So I've gotta get this SOB out I my tank. The other night my dotty back wandered it to it's rock an I guess this worm from tremors ate a massive hole out the side of it! Worm is a smart bastard too. I've had a trap in there for the past 12 hours and still can't get it out. It's wandered in far enough I thought 8"-10" and when I pulled the trap he sucked back into the rock. Im obsessed with this stupid thing. Don't even want to be at work right now. Lol

On a good note the Dottyback is still alive just a huge hole in him. ;( this guy earned a name now. Just need to figur it out. Here's a pic of the dotty back. Crap quality but you can still see it. He's a little Traumatized if say and hasn't been out of the rock work very far. Don't blame him


----------



## Crayon (Apr 13, 2014)

Is there any chance you can take the rock out that the worm is in? Probably not. I wasn't really sure which rock mine was in.
Do you have the trap fully extended? I used the dried krill that came w the trap, which seemed to be pretty good at attracting him. But I think frozen mysis would work too. Just make sure the worm can't actually get the food, as you don't want to keep this thing fed.
Yes, it becomes obsessive............you will lay awake plotting it's downfall.
sorry to hear the fish got nailed. I hope it pulls through.


----------



## mmatt (Feb 12, 2012)

Ya at least it's swimming around. Can't really remove the rock. It's the largest in the tank and full of other life, don't want to dip it. I think I'll loose some much better organisms. I have a larger trap then the green one. I think the food that I put in was crap quality so I'll try something else when i get home.

And pull the rock as a last option


----------



## J_T (Mar 25, 2011)

Drill a hole through the trap.
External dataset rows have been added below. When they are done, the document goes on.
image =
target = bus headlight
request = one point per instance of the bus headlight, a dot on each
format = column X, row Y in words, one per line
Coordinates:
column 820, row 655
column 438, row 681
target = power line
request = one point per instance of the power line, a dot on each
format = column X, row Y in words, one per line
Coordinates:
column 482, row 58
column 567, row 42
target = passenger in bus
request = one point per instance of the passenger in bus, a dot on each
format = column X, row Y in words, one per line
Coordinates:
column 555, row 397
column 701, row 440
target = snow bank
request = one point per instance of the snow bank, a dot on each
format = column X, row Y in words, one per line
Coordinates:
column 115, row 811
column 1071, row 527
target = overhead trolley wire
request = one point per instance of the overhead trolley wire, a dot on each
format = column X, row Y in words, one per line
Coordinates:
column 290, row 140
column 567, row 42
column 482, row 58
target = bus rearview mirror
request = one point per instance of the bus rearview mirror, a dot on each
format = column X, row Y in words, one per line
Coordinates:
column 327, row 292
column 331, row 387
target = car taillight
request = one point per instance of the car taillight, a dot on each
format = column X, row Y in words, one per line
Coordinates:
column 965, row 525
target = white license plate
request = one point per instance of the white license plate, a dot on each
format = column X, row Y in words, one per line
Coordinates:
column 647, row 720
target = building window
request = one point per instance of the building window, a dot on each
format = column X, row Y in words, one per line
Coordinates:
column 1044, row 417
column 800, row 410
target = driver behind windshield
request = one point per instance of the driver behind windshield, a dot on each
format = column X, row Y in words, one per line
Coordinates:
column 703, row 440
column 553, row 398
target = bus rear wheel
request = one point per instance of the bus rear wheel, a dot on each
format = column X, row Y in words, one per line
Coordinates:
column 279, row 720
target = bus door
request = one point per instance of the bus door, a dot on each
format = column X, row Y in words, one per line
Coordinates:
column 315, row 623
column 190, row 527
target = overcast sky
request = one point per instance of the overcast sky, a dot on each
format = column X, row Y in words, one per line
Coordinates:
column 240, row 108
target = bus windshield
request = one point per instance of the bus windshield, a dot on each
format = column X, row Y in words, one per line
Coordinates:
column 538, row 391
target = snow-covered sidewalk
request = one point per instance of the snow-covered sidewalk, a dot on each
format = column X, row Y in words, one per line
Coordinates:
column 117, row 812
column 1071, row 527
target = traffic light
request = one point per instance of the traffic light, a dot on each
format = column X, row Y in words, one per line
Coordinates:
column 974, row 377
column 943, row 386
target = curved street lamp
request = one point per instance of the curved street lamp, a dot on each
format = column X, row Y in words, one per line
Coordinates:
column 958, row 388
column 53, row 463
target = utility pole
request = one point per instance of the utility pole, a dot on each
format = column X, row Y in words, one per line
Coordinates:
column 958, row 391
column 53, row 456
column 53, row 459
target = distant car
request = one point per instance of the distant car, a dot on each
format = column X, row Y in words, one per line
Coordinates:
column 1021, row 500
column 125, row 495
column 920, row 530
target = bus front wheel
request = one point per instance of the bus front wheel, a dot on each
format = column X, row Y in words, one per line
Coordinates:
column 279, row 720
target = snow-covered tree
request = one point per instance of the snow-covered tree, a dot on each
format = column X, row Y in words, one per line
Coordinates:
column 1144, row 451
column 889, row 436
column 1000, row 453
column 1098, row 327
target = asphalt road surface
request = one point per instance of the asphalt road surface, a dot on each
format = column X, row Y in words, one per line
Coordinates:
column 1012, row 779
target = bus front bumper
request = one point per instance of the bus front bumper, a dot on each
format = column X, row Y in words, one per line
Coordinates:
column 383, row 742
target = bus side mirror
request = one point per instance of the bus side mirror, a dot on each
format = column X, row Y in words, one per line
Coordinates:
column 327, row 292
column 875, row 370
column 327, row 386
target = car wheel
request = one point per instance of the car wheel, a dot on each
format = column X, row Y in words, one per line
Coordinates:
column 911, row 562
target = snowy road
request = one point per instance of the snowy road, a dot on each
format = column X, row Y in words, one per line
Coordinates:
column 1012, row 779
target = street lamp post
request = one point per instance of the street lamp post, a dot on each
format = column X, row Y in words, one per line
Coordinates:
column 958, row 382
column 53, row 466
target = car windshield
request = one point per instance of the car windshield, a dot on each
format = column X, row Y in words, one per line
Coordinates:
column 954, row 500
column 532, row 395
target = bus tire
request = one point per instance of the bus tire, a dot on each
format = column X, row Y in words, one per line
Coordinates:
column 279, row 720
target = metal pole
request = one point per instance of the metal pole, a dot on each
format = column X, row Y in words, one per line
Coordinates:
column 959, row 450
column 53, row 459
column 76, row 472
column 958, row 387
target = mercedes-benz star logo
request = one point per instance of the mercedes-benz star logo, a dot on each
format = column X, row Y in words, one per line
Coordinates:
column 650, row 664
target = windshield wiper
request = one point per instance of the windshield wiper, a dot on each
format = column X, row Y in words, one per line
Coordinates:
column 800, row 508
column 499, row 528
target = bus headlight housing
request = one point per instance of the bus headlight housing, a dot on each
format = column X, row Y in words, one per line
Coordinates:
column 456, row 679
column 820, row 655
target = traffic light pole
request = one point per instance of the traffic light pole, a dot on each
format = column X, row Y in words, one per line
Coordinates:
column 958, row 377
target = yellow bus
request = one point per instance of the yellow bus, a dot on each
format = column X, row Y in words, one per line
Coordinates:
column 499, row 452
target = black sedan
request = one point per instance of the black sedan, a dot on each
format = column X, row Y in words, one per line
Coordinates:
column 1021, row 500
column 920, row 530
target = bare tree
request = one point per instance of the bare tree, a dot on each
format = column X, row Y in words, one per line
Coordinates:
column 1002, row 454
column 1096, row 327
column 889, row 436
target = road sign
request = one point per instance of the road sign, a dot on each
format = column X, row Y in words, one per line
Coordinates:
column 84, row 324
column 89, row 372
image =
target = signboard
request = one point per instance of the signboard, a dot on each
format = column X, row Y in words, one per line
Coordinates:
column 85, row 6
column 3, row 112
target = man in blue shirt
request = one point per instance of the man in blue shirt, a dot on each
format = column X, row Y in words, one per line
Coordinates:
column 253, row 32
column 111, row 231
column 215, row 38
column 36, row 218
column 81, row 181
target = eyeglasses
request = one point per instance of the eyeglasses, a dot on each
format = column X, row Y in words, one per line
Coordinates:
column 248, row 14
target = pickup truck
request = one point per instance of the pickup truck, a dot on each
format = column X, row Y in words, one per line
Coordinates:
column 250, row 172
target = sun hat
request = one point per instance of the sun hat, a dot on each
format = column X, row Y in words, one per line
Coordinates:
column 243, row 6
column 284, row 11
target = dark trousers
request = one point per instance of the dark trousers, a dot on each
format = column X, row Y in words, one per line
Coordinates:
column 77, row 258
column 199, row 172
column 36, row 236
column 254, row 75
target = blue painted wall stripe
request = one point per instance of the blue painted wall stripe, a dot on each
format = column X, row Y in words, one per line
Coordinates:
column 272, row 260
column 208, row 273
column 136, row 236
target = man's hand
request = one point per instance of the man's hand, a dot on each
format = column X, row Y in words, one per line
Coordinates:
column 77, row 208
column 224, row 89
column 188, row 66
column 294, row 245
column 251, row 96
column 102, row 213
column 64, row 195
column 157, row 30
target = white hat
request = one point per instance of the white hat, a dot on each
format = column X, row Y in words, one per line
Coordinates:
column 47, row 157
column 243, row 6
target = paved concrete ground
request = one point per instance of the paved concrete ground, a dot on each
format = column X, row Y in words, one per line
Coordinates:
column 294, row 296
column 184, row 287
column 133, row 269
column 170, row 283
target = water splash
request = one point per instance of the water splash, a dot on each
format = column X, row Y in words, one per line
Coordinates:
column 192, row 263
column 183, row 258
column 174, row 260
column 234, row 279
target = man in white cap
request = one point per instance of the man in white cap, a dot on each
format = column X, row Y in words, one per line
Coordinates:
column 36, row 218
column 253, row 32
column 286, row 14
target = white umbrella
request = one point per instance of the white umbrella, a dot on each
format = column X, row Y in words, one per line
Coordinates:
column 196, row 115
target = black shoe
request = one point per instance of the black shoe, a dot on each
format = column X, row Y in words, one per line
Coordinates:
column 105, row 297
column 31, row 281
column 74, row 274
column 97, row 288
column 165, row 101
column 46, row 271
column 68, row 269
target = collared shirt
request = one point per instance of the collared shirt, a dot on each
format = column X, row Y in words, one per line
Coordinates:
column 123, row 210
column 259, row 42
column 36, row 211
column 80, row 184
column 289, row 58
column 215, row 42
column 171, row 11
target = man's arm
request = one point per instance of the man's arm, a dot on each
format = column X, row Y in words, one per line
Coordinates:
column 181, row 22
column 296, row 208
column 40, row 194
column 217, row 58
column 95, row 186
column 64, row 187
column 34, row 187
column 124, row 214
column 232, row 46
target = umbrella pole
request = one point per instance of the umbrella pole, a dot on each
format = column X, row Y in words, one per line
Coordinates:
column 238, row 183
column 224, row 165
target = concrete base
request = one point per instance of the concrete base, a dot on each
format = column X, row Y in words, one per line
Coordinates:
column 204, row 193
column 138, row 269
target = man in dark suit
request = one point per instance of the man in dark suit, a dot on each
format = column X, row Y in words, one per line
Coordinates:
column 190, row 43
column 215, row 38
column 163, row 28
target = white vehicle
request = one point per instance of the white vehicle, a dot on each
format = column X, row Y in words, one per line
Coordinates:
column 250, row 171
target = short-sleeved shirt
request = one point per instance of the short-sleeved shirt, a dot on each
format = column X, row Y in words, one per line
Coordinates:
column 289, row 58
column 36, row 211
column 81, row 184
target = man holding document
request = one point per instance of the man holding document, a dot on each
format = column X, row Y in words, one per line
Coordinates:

When the worm goes in, stab a pin. Just wait. He cant go back the the hole, he will come out. If not, gently pull him out.


Sent from my iPhone using Tapatalk


----------



## Crayon (Apr 13, 2014)

Wow, that's a great idea! Will keep that in mind if it happens again.


----------



## mmatt (Feb 12, 2012)

So after all night last and tonight I finally got the little son of a gun. Changed out the food in the trap with mysis shrimp after work and after all the lights were off...bam!! I waited until he was almost all the when down to the bottom of the trap where the food was and pulled the trap out. 
Can't believe he are such a chunk out of my Dottyback. I've got a small chromis missing now too. Prob another issue. Lol 
Here's a pic


----------



## mmatt (Feb 12, 2012)

Might get this thing stuffed and hang it on the wall since it's the only hunting I've ever done. Lol. Hang it on the wall infront of the tank as a warning to any other big nasty worm that thinks it can set up shop in my tank. Mmmmhmmmmm!!lol


----------



## Crayon (Apr 13, 2014)

Yah! Glad to hear you got it. That's excellent! Maybe we could put all these worms in their own tank and let them duke it out. We could have worm battles. Maybe a little side wager........


----------



## Crayon (Apr 13, 2014)

I think Eunice worm is on the menu for the BBQ coming up too. In good Canadian fashion, eat what you hunt!


----------



## mmatt (Feb 12, 2012)

Under ground worm fighting ring!! I'm down! I got money on mine since it already had the taste of fish flesh. Lol


----------



## Crayon (Apr 13, 2014)

Baby brother in training. Word must be out that the gang hangs out in my tank. I found another one today!


----------



## mmatt (Feb 12, 2012)

Damn little sons of b's!!!'


----------



## Sea MunnKey (Oct 2, 2014)

Ha ha hah .... me likey 



mmatt said:


> Damn little sons of b's!!!'


----------



## Woodnote (Nov 10, 2014)

Well I'm officially terrified...


----------



## Crayon (Apr 13, 2014)

This one was in the sump/overflow. So......I'm thinking they're hatching?
Maybe a little Alien happening?


----------